Eight Thoughts on Business Tax Reform

On Tuesday, I had the chance to testify before the Senate Finance Committee on business tax reform. Here are my opening remarks. They are a bit on the glum side, emphasizing challenges and constraints lawmakers face.  Moving from optimistic rhetoric about tax reform to legislative reality is hard. You can find my full testimony here.

America’s business tax system is needlessly complex and economically harmful. Thoughtful reform can make our tax code simpler. It can boost American competitiveness. It can create better jobs. And it can promote shared prosperity.

But tax reform is hard. Meaningful reforms create winners and losers. And you likely hear more complaints from the latter than praise from the former. I feel your pain. At the risk of adding to it, my testimony makes eight points about business tax reform.

  1. Thoughtful reform can promote economic growth, but we should be realistic about how much.

More and better investment boosts economic activity over time. The largest effects will occur beyond the 10-year budget window. If reform is revenue neutral, revenue raisers may temper future growth. If reform turns into tax cuts, deficits may crowd out private investment. Either way, the boost to near-term growth may be modest. Dynamic scoring will thus play only a small role in paying for tax reform.

  1. The corporate income tax makes our tax system more progressive.

The corporate income tax falls on shareholders, investors more generally, and workers. Economists debate how much each group bears. Workers are the most economically diverse. But they include highly paid executives, professionals, and managers as well as rank-and-file employees. The bulk of the corporate tax burden thus falls on people with high incomes even if workers bear a substantial portion.

  1. Workers would benefit from reforms that encourage more and better investment in the United States.

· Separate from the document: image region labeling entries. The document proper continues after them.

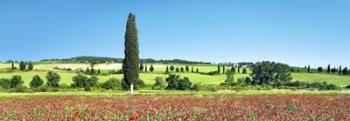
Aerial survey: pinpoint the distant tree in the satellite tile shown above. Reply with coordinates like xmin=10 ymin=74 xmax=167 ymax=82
xmin=19 ymin=61 xmax=27 ymax=71
xmin=342 ymin=67 xmax=349 ymax=75
xmin=225 ymin=70 xmax=235 ymax=85
xmin=327 ymin=64 xmax=331 ymax=73
xmin=252 ymin=61 xmax=292 ymax=85
xmin=97 ymin=69 xmax=101 ymax=75
xmin=152 ymin=77 xmax=168 ymax=89
xmin=10 ymin=75 xmax=23 ymax=88
xmin=29 ymin=75 xmax=44 ymax=88
xmin=317 ymin=67 xmax=323 ymax=73
xmin=123 ymin=13 xmax=140 ymax=93
xmin=170 ymin=65 xmax=175 ymax=71
xmin=218 ymin=65 xmax=221 ymax=74
xmin=145 ymin=65 xmax=148 ymax=72
xmin=28 ymin=62 xmax=34 ymax=71
xmin=85 ymin=76 xmax=99 ymax=87
xmin=72 ymin=74 xmax=88 ymax=88
xmin=185 ymin=65 xmax=190 ymax=72
xmin=46 ymin=71 xmax=61 ymax=87
xmin=11 ymin=60 xmax=16 ymax=71
xmin=84 ymin=68 xmax=91 ymax=74
xmin=242 ymin=68 xmax=248 ymax=74
xmin=149 ymin=65 xmax=154 ymax=72
xmin=139 ymin=63 xmax=144 ymax=71
xmin=230 ymin=66 xmax=236 ymax=73
xmin=222 ymin=66 xmax=226 ymax=74
xmin=165 ymin=66 xmax=169 ymax=73
xmin=331 ymin=67 xmax=338 ymax=73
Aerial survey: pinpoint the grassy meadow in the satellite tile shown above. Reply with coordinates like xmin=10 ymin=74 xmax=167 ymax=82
xmin=0 ymin=63 xmax=350 ymax=87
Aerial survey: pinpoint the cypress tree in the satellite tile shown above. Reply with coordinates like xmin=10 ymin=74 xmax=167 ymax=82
xmin=149 ymin=65 xmax=154 ymax=72
xmin=123 ymin=13 xmax=140 ymax=93
xmin=165 ymin=66 xmax=169 ymax=73
xmin=327 ymin=64 xmax=331 ymax=73
xmin=222 ymin=66 xmax=226 ymax=74
xmin=19 ymin=61 xmax=27 ymax=71
xmin=218 ymin=65 xmax=221 ymax=74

In the long run, wages, salaries, and benefits depend on worker productivity. Reforms that encourage investment and boost productivity would thus do more to help workers than those that merely increase shareholder profits.

  1. Taxing pass-through business income at preferential rates would inspire new tax avoidance.

When taxpayers can switch from a high tax rate to a lower one, they often do. Kansans did so when their state stopped taxing pass-through income. Professionals use S corporations to avoid payroll taxes. Investment managers convert labor income into long-term capital gains. Congress and the IRS can try to limit tax avoidance. But the cost will be new complexities, arbitrary distinctions, and new administrative burdens.

  1. Capping the top rate on pass-through business income would benefit only high-income people.

To benefit, taxpayers must have qualifying business income and be in a high tax bracket. Creating a complete schedule of pass-through rates could reduce this inequity. But it would expand the pool of taxpayers tempted by tax avoidance.

  1. Taxing pass-through business income at the corporate rate would not create a level playing field.

Pass-through income faces one layer of tax. But corporate income faces two, at the company and again at taxable shareholders. Taxing pass-throughs and corporations at the same rate would favor pass-throughs over corporations. To get true tax parity, you could apply a higher tax rate on pass-through business income. You could levy a new tax on pass-through distributions. Or you could get rid of shareholder taxes.

  1. It is difficult to pay for large cuts in business tax rates by limiting business tax breaks and deductions.

Eliminating all corporate tax expenditures except for deferral, for example, could get the corporate rate down to 26 percent. You could try to go lower by cutting other business deductions, such as interest payments. But deductions lose their value as tax rates fall. To pay for large rate reductions, you will need to raise other taxes or introduce new ones. Options include raising taxes on shareholders, a value-added tax or close variant like the destination-based cash flow tax, or a carbon tax.

  1. Finally, making business tax cuts retroactive to January 1, 2017 would not promote growth.

Retroactive tax cuts would give a windfall to profitable businesses. That does little or nothing to encourage productive investment. Indeed, it could weaken growth by leaving less budget room for more pro-growth reforms. Another downside is that all the benefits would go to shareholders, not workers.